As a first step to a potential data center class capability ADA North Pool as purchased both a Mellanox ConnectX-4 MCX4111A-XCAT 10Gigabit Ethernet Card and a Mellanox ConnectX-4 MCX4121A-ACAT 25Gigabit Ethernet Card. In theory these cards can in optimal situations handle 75 million TCP packets of information per second.
I tought I would share my current screen setup on the server. I am using terminator bash terminals and hardware monitoring is your standard stuff like Glances, Htop and Iotop. But also I use Chrony for making sure my system clock is up to date and tuned to make sure my network is up to date, both running as services on the computer. I had my own custom made scripts for forking / bootstrap checking but replaced them with the great script Redoracle made. I also run Prometheus, Grafana and Nginx for monitoring and websites and a few security measurements, one of them that I think its fine to mention is I run Fail2ban. I have removed some information that could affect security and replaced with a red bar.
Celebrating a milestone for ADA North pool we have come a long way since epoch 1 and 2 where we produce one block in each epoch! We have tweaked the numbers even more when it comes to connection settings and believe we have found a sweet spot that will give us even more optimal operations.
To keep everything running smoothly we upgrade to latest packages for our webserver technology and we also added chronyd to make sure our server keeps running at correct time (in millisecond measurement ranges) while also adding maintenance software that automates upgrades and keeps the system tuned and performing over time.
I compiled 0.8.5 because the pre-compiled options do not offer Journald log support and you can get this if you compile the binaries yourself.
Having read several TCP networking guides and doing tweaks adjusting to any – at the moment – type of challenges I realized this would be very time consuming. I am trying to set up as much automation as possible so the server is robust. In that regard we found https://tuned-project.org/ and it has had already dramatic results cutting cpu usage in half and allowing us to double our network connectivity without any networking errors.

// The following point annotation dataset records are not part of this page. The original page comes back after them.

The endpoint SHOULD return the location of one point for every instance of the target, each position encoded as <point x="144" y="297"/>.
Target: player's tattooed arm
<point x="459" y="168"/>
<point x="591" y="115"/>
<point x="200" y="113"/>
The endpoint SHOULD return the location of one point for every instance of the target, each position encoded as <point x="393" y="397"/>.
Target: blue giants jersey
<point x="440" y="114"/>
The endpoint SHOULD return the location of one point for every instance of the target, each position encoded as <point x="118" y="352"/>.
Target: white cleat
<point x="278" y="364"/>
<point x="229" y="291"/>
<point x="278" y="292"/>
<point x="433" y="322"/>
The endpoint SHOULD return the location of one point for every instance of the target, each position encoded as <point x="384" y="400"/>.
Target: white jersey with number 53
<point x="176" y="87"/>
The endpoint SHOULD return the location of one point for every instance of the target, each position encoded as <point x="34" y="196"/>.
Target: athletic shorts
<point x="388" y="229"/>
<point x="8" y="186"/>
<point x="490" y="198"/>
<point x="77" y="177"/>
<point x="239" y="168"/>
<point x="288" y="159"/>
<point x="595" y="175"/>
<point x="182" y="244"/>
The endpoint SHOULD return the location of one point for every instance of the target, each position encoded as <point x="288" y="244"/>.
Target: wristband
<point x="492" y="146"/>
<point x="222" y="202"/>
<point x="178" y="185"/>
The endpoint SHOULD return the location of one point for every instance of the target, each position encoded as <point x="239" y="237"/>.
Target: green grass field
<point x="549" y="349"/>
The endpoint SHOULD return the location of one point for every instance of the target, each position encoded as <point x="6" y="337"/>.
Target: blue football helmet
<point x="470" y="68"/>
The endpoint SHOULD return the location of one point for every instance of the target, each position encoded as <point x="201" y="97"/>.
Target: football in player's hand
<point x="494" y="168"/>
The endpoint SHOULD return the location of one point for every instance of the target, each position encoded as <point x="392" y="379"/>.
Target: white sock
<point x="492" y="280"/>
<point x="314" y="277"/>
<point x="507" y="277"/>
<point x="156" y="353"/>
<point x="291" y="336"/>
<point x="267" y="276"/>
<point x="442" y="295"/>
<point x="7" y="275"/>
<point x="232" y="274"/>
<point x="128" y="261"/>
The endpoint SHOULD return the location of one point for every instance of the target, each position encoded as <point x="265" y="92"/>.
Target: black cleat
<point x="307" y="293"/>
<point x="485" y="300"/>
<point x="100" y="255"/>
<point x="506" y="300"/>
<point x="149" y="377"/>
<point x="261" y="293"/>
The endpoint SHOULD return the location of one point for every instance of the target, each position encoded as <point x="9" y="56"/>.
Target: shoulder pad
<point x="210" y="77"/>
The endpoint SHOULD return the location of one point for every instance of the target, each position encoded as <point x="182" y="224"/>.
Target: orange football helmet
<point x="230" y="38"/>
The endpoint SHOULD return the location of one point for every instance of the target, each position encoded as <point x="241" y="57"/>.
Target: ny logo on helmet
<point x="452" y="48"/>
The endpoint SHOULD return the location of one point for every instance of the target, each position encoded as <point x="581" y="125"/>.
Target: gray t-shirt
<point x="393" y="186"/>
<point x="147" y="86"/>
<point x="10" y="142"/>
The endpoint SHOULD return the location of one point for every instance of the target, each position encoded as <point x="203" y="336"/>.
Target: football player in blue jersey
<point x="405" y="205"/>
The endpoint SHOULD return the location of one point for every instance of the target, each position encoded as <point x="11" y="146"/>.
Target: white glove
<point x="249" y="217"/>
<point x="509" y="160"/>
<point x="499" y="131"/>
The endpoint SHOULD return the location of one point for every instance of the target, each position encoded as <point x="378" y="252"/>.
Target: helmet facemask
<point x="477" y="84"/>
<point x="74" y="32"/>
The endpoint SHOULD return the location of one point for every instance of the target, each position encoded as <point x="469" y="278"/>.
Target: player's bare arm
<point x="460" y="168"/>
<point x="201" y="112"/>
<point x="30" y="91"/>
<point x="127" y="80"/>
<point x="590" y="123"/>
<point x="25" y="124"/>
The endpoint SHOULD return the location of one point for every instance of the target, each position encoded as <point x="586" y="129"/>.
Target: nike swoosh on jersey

Had another long night where I tweaked the node cluster (less nodes but more quality to each nodes with more connections and file limits for each) and also optimized the server painstakingly reducing one by one some metrics I know affects the quality the serer has to read and process incoming connections fast until I found an optimal point. After this the server seems again more stable (hoping this time it is going to last for a while!)
Now with the server more stable I have had some time to add more “bells and whistles” type of features so I have now not only a hardware monitoring but also a Jormungandr server monitoring that user can look how the server is doing right here on the web page, I have added these as menu links. As always feel free to contact me for encouragement / suggestions.
With a very high input/output for our files I have decided that its more important with NVME SSD performance for input output file operations than 4Terrabyte of RAID and will likely switch over to full NVME hardware if we are successful in the Testnet period. It also has the side benefit of a 90% less watt usage per disk.
To improve system performance we have added several tweaks and also some software that will help us better handle large connection loads that is needed to keep having an “overview” of the network that will help our server not following forks. One such measure is the google BBR algorithm that has been tried and tested by a major corporation in high stress situations. https://cloud.google.com/blog/products/gcp/tcp-bbr-congestion-control-comes-to-gcp-your-internet-just-got-faster
Hopefully epoch 7 will be a good one! To be sure we are still following with dedication and keep improving the network performance looking under any stone we can find.